Oh, and speaking of bogus claims, I just found another article debunking claims made in "Bowling for Columbine" by director and populist fabulist Michael Moore, the left's answer to Ann Coulter. They're both on the Wishy-Washy Moderate's "Traitors to the Cause" list.
[This should also be available here, on the official Lawrentian website]
Now, some Lawrence students are quick to judge other departments. They might take issue with Economics for its brazen refusal to allow grade inflation; they might shun Biology for creating heathen evolutionists. They might even choose to hold a more random grudge, against, say, any department ending in "studies."
But I come to you today with news of a real menace. A department allied with an ancient enemy of all that we, as Americans, hold dear. No, I don't mean Satan; I'm talking about Britain, the notorious "redcoat menace."
I have a list, of names and classes and days of the week, provided by my sources at the Registrar. And this list confirms that Tories have overrun Lawrence's theater department. How do I know?
Because there is no theater department at Lawrence University! Instead, we have a "theatre arts" department!
"Theatre" is, of course, an old Briticism that we — the true Americans — have long since thrown away, a spelling that could not grow on our fair soul and died beside its ignoble comrades, "centre" and "metre."

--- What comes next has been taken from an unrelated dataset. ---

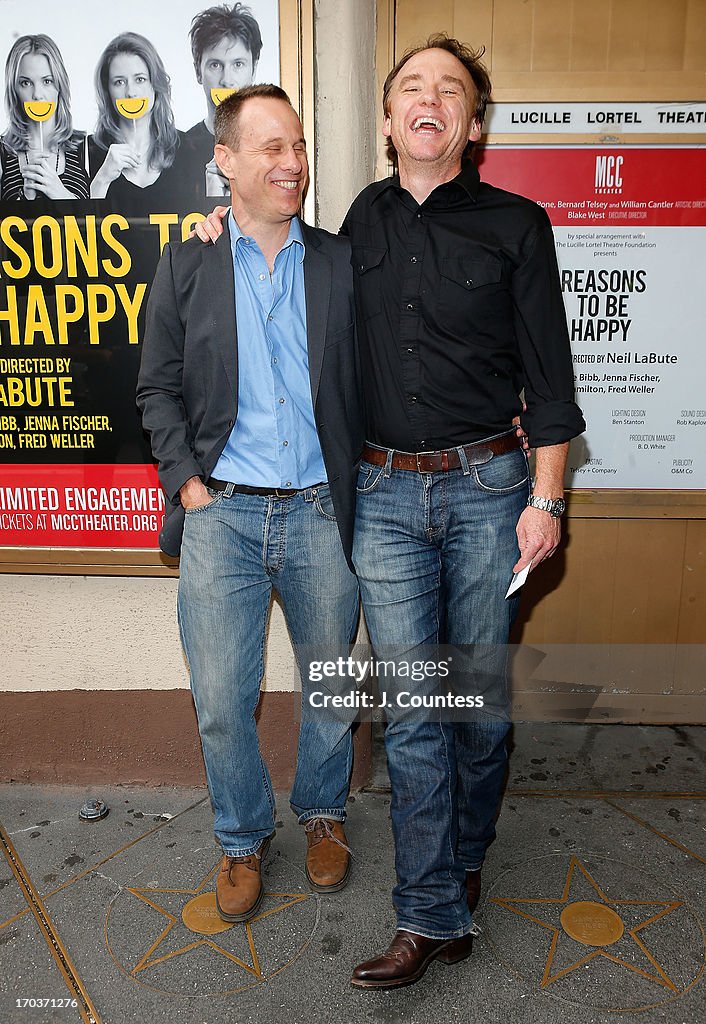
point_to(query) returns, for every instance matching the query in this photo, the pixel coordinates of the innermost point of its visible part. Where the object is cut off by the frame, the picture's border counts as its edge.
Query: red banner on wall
(97, 506)
(611, 187)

But there's no stopping your average Tory from aping the Brits. He (or she, remember that Prof Privatt is one of them as well) loves the academic pretension of a deliberate archaism, craves it with every "fibre" of his being.
What's a would-be theater major to do? Lawrence has no facilities to accommodate him: witness "Stansbury Theatre," note the "Cloak Theatre" and shudder. It's no wonder that Lawrence accepts (to quote the course catalog) "students with a wide variety of theatre experiences." These fellow travelers are the only ones who could benefit, in this country, from a "theatre arts" degree.
With the possible exception of Lawrence's "martial arts" department, the "theatre arts" department is the most dangerous on-campus threat to our life and our liberty and our pursuit of happiness. With the possible exception of our "culinary arts" department, it's the last place you'd expect a traitor to be.
Since I assume that "theatre arts" is under the supervision of the overarching "art" department, I will contact them immediately, requesting the immediate Americanization of all Briticisms and the hiring of a new staff trained in theater.
In the meantime, I urge you all to resist; our forefathers died so that we could change the terminal -re into -er, and I would die rather than let these impudent loyalists change it back.